A cynical friend loves to drunkenly reiterate that most writers' successes are unmerited; they get published only because of "who they know." I've never fallen for this notion -- even though there's some truth to it. Having friends in your "business" (whatever it may be) is never a bad thing; however, if you aren't at least a very good writer, you're not going to get far.

I don't feel envious of talent, which is, to a large extent, out of our control. I am envious of "stick-to-itiveness" and fearlessness.
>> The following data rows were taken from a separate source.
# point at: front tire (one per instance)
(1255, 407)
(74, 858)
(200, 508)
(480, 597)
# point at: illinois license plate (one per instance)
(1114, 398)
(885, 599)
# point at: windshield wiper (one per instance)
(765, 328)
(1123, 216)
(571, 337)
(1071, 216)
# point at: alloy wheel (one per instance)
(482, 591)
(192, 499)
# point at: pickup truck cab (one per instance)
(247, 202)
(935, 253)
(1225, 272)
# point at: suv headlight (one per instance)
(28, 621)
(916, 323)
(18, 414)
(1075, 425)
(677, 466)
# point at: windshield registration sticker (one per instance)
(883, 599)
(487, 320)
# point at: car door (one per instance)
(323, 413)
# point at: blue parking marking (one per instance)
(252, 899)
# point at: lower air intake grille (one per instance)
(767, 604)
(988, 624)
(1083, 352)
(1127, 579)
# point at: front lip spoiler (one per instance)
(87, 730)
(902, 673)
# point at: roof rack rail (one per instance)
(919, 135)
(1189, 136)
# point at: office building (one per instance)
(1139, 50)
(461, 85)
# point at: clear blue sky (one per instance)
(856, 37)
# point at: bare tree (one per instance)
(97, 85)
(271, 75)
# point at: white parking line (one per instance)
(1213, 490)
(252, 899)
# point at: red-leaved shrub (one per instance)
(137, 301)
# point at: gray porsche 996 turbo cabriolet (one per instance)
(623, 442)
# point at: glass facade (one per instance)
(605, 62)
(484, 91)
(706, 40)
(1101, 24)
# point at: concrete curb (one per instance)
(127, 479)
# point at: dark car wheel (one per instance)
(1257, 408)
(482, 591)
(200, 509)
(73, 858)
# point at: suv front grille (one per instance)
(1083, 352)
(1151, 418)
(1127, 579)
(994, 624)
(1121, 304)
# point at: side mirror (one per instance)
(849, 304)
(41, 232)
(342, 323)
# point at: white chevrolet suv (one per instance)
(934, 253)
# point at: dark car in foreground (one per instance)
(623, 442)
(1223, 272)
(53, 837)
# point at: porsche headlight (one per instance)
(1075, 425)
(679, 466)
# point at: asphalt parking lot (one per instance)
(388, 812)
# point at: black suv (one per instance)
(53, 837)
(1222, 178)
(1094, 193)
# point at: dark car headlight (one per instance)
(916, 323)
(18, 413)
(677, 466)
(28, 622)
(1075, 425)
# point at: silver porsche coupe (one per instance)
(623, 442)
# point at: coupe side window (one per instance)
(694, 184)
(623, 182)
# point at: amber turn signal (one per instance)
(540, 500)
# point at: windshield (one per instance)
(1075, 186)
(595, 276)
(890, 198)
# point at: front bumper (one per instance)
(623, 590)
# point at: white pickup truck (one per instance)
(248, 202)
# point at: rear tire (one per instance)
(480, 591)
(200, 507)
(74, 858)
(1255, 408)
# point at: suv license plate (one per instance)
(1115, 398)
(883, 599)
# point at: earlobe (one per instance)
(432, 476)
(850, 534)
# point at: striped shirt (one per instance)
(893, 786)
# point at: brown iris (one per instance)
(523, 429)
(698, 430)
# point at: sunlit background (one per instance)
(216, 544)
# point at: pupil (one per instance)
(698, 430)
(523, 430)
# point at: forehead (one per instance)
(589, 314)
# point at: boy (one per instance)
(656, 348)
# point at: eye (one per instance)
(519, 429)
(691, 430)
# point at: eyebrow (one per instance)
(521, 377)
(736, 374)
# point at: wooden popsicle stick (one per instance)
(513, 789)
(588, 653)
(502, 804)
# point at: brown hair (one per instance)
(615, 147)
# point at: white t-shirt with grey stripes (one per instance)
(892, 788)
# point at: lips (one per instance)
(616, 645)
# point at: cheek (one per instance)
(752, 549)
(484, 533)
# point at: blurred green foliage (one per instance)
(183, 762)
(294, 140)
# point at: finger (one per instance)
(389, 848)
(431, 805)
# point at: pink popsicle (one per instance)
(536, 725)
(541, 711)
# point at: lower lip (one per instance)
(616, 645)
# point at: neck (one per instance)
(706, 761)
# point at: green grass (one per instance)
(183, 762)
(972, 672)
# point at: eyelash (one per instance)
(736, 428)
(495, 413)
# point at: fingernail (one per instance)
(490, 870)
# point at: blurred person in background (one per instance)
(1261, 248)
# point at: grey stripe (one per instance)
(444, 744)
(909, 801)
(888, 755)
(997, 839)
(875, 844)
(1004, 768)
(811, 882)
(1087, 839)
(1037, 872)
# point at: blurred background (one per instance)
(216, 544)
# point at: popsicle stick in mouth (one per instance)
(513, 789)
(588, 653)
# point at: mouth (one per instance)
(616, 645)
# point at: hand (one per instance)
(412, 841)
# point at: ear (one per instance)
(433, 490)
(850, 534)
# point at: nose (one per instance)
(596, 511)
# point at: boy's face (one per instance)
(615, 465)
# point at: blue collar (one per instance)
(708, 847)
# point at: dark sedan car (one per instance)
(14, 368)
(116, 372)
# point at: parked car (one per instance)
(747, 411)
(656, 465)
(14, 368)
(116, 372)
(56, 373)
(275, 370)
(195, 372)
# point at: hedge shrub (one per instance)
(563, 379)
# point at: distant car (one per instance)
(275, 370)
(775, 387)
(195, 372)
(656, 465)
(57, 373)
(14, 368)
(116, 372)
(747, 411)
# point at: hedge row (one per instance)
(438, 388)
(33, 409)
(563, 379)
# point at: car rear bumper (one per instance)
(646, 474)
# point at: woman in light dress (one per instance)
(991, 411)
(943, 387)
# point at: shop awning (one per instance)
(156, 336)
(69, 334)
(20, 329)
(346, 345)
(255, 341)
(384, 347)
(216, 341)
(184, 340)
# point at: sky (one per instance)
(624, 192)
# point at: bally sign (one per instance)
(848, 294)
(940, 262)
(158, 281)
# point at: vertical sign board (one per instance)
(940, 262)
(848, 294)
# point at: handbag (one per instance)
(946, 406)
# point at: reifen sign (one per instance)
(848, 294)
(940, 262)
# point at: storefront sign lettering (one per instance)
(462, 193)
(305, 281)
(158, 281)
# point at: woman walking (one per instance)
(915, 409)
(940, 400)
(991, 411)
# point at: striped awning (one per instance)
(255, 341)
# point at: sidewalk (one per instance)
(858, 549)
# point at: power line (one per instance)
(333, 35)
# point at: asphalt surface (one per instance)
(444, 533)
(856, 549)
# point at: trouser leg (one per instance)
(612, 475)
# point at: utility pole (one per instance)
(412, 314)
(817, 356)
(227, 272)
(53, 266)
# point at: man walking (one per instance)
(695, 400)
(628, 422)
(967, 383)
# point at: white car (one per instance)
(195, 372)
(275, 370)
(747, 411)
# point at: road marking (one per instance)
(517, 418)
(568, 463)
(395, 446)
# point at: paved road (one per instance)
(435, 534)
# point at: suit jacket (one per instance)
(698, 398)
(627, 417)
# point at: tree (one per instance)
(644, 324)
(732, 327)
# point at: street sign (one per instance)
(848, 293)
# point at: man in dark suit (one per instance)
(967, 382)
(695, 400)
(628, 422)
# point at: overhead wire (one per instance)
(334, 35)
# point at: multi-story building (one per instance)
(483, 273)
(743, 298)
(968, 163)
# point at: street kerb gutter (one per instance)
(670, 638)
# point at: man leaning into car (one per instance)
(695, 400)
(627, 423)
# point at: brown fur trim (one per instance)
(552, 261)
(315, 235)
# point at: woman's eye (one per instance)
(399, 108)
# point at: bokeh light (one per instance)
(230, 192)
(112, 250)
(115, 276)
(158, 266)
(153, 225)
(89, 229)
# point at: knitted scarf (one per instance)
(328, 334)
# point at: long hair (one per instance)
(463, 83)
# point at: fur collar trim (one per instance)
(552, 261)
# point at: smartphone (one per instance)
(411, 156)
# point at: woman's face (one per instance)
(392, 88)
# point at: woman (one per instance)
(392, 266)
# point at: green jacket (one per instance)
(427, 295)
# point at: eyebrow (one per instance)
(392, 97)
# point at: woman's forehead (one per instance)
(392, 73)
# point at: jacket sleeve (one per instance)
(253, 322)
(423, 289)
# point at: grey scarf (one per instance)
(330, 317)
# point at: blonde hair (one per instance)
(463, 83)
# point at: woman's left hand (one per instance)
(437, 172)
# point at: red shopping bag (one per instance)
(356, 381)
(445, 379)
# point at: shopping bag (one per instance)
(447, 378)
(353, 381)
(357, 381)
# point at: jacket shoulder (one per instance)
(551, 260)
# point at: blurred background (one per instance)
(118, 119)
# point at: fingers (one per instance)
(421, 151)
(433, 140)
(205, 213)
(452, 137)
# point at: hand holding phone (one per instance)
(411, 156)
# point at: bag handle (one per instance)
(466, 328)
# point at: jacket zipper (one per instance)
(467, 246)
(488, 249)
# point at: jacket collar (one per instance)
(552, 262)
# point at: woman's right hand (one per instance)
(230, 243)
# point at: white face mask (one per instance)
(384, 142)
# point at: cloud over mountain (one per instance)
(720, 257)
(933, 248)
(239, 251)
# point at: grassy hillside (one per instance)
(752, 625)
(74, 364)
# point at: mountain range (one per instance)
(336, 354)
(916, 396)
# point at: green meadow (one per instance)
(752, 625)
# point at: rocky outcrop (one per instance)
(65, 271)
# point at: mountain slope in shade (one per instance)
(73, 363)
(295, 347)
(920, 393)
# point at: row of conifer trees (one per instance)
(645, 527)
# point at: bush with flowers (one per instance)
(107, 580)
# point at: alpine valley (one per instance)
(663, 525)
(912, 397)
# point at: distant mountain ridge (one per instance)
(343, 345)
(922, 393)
And these are qualities I can control.








Thursday, March 24, 2011

ANOTHER RETURN

Once more, I am here.

Reconsidering (again) my daily writing practice.

The words come in fits and spurts; the desire to write is always lurking nearby -- a "should," a "could," a "must," a "can't."

All or nothing -- all at once.

(It's so easy to get distracted.)

It's so hard to come back.

I sit in my office among overflowing bookshelves.

Books about writing surround me. Occasionally, I pick one up. Last night was Dennis Palumbo's Writing from the Inside Out's turn.

Palumbo didn't blow me away with anything groundbreaking. He firmly but kindly reminded me of the oldies but goodies I need to re-hear from time to time (time after time).

But he did talk about something that "got to me" -- the acknowledgement of fear. So much of writing (and not writing) revolves around fear. Just typing these words makes me a little bit dizzy because I don't really want to face my fears.

What I think writing requires: 


Being gentle with yourself and others, taking care of yourself, being really quiet, paying careful attention, listening, observing, not judging, not easily becoming frustrated, not easily becoming distracted, not being out of touch with oneself. 

Not constantly giving in to the allure and attractions of all that distracts you from your very simple and wonderful self. 

Not knowing how to balance all that I want, I sit and think about re-starting the daily writing habit; after all, that's why I created this blog. Although I keep changing its identity, it remains proof my my creative wanderings, meanderings, and returns.